Cigarette smoking is associated with increased risk of perioperative morbidity, particularly hernia recurrence and postoperative wound infection, after ventral hernia repair. Smoking significantly impairs cutaneous tissue oxygenation and can impair the immune system and prevent appropriate wound healing. Smoking is a modifiable risk factor, and smoking cessation is mandated in all patients scheduled to undergo elective ventral hernia repair. Patients must stop smoking a minimum of 6 weeks before elective hernia repair. Serum or urine cotinine levels are checked preoperatively to confirm patient compliance.

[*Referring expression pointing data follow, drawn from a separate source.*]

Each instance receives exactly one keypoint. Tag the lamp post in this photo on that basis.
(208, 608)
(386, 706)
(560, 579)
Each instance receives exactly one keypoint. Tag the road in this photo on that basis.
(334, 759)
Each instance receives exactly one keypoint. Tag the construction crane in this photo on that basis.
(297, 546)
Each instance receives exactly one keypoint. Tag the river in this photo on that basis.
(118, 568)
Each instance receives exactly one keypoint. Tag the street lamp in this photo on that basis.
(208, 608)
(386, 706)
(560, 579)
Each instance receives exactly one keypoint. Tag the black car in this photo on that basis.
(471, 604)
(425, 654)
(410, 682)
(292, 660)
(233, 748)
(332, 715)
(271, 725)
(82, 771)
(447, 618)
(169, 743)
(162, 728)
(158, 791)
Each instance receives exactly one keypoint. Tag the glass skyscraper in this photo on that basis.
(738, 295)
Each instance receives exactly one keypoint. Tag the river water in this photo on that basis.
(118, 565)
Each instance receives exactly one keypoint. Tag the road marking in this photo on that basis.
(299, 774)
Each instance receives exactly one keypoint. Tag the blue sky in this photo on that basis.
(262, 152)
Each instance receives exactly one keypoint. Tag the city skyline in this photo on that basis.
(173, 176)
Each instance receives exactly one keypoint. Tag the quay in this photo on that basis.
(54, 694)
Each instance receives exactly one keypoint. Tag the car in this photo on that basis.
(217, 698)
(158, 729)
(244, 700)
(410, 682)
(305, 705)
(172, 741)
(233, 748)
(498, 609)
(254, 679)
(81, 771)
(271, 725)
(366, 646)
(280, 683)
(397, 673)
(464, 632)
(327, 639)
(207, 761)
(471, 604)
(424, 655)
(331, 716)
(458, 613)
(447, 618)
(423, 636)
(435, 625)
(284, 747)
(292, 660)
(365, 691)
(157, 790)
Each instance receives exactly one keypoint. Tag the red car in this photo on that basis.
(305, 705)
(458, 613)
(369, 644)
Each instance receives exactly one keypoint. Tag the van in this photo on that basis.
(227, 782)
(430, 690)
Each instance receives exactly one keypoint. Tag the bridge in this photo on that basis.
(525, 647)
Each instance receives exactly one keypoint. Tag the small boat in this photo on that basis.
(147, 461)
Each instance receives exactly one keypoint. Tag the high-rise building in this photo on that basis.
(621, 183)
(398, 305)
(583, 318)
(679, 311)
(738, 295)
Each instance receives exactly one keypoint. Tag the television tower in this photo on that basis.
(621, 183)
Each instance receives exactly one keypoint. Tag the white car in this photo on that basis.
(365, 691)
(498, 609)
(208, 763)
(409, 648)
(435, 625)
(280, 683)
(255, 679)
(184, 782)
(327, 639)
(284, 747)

Morbid obesity is another modifiable risk factor associated with increased risk of hernia recurrence and postoperative wound complications. Patients are thoroughly educated on the associated risks and strongly encouraged to lose weight preoperatively. They are counseled in making lifestyle changes necessary to promote healthy weight loss, including both dietary modification and increased physical activity. Patients with a body mass index greater than 45 who are unable to lose weight independently are referred to a bariatric surgeon for evaluation for a surgical weight loss procedure before hernia repair. Patients are monitored to assess their progress toward their individual weight loss goals, and as long as they are losing weight, surgery is delayed.
Ideally, patients are optimized to a body mass index of 35 or less, but in some cases this is not possible given the characteristics of the hernia or associated symptoms. In cases of patient noncompliance, hernia repair is performed only in the emergency setting.